Initial TODO for pages epic

2024-12-22 19:08:59 +00:00 · 2023-01-07 11:37:08 -05:00 · 2023-01-07 11:37:08 -05:00 · 9bc3c5a04c
commit 9bc3c5a04c
parent 77e2b6e34e
1 changed files with 111 additions and 0 deletions
--- a/TODO-pages.md
+++ b/TODO-pages.md
@ -0,0 +1,111 @@
 # Pages
 This file contains plans and notes regarding implementing of the "pages epic." The pages epic consists of the following features:
 * Proper handling of document-level features when splitting and merging documents
 * More flexible aways of selecting pages from one or more documents
 * More flexible ways of organizing pages, such as n-up, booklet generation ("signatures", as in what `psbook` does), scaling, and more control over overlay and underlay regarding scale and position
 * Insertion of blank pages
 # To-do list
 * Go through all issues marked with the `pages` label and ensure that any ideas are represented here. Keep a list with mappings back to the issue number.

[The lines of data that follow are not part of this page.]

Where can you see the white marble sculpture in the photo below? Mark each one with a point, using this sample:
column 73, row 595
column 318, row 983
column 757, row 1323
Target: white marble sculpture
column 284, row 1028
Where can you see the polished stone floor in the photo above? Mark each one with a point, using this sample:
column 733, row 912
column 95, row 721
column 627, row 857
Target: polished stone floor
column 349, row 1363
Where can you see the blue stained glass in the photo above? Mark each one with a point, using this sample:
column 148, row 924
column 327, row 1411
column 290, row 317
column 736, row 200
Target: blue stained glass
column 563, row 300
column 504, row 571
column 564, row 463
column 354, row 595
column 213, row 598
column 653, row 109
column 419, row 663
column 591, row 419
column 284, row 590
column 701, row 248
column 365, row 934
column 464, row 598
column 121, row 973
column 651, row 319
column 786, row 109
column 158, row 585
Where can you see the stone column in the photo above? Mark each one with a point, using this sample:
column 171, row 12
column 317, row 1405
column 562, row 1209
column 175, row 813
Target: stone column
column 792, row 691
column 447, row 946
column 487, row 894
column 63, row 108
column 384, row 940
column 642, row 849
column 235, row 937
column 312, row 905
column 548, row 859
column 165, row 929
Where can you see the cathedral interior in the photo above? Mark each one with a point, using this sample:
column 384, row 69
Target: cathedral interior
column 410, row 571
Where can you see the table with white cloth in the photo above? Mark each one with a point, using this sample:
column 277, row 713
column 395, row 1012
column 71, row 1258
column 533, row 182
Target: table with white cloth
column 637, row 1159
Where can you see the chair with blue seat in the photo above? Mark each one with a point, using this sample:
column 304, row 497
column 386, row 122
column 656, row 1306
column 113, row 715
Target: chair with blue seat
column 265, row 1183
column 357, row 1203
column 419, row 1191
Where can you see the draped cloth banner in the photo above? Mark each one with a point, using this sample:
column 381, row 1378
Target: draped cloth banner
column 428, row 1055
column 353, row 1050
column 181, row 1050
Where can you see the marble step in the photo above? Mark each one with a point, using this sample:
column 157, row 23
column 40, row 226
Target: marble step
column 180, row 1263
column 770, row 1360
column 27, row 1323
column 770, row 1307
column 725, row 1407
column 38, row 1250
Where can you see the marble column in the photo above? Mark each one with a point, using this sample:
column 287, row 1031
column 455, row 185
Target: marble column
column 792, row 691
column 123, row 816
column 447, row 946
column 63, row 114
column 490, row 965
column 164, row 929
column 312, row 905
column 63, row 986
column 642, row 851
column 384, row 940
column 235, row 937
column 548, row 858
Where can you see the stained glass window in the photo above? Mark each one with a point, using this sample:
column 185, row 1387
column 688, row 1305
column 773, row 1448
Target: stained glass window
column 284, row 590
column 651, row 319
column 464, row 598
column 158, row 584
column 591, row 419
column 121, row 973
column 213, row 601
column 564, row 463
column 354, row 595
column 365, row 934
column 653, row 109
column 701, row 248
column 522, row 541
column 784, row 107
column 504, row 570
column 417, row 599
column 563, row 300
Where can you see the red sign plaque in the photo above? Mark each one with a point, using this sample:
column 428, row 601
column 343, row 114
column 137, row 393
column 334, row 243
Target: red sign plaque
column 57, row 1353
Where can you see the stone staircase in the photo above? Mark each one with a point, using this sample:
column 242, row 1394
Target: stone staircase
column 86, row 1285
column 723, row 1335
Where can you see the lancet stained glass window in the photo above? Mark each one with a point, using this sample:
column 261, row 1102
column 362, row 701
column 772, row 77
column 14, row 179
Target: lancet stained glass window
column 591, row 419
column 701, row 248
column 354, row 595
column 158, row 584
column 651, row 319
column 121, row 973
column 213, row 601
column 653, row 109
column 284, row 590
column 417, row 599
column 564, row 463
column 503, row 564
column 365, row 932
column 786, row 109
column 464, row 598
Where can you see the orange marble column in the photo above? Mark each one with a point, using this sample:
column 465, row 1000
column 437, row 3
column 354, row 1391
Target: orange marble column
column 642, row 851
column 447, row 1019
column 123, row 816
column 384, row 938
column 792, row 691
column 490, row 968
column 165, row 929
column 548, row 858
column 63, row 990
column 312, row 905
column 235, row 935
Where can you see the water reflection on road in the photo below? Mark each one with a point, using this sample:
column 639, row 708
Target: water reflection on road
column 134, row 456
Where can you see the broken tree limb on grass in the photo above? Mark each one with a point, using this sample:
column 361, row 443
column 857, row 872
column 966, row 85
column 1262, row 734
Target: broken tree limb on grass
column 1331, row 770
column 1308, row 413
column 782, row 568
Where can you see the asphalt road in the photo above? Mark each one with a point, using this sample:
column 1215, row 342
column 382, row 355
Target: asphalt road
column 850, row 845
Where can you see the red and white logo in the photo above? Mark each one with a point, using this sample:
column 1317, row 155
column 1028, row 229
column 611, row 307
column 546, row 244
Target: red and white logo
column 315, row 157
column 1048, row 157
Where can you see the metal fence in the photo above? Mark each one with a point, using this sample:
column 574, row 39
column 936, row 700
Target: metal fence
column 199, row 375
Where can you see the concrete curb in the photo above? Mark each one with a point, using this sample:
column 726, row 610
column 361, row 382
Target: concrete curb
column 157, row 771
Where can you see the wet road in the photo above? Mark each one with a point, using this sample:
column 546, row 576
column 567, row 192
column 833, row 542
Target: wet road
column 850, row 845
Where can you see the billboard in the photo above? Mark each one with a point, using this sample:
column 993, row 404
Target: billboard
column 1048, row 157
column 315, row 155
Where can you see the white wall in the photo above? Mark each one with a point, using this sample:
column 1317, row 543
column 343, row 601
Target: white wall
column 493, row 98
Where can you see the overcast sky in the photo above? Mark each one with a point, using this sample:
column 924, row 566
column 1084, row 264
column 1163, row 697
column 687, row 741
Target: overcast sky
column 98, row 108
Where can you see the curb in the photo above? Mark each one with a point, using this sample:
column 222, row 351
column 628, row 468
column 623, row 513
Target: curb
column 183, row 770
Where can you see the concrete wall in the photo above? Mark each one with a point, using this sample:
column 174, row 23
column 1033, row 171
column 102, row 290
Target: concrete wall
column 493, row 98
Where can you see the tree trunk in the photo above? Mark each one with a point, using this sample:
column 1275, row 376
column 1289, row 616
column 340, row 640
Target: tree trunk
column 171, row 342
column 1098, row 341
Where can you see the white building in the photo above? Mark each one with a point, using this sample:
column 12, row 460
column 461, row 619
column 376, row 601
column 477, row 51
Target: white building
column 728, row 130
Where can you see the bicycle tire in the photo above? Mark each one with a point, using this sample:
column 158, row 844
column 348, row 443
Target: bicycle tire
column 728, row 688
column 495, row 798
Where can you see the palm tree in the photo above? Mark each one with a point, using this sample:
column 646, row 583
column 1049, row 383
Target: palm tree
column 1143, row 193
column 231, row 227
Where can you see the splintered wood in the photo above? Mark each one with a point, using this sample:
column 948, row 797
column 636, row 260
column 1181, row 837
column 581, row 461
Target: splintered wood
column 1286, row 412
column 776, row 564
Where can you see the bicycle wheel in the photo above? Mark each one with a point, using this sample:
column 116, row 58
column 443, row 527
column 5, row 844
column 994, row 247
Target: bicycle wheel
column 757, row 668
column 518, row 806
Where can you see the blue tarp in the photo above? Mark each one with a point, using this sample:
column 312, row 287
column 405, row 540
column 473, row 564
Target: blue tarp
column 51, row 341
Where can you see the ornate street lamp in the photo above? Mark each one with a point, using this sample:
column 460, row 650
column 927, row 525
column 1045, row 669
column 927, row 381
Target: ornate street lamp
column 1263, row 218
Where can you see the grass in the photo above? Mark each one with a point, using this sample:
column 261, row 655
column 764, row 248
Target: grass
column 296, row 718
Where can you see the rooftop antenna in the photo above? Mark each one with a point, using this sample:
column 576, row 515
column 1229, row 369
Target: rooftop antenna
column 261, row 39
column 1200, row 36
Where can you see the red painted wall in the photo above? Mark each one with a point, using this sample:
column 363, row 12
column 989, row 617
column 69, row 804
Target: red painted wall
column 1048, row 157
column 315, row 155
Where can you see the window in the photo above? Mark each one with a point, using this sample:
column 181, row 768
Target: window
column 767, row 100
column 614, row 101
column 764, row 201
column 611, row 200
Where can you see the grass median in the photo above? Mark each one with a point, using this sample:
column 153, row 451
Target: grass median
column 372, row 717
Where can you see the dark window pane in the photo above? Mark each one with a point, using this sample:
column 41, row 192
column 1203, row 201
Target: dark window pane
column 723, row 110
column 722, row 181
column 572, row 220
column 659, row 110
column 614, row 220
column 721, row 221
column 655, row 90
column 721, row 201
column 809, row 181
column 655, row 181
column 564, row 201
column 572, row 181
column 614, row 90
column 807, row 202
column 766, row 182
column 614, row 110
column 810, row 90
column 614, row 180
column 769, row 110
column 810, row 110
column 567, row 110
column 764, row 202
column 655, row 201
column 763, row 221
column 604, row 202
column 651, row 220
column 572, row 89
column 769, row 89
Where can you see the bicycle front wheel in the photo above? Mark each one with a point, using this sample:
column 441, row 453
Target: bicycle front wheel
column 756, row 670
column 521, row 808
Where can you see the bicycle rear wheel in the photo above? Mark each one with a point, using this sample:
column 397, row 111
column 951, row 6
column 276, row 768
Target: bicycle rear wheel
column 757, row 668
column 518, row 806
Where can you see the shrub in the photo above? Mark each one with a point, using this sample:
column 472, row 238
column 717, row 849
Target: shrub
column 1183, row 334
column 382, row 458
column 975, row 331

 * When ready, open a discussion ticket.
 * Flesh out an implementation plan.
 # Supporting Document-level Features
 qpdf needs full support for document-level features like article threads, outlines, etc. There is no support for some things and partial support for others. See notes below for a comprehensive list.
 Most likely, this will be done by creating DocumentHelper and ObjectHelper classes.
 It will be necessary not only to read information about these structures from a single PDF file as the existing document helpers do but also to reconstruct or update these based on modifications to the pages in a file. I'm not sure how to do that, but one idea would be to allow a document helper to register a callback with QPDFPageDocumentHelper that notifies it when a page is added or removed. This may be able to take other parameters such as a document helper from a foreign file.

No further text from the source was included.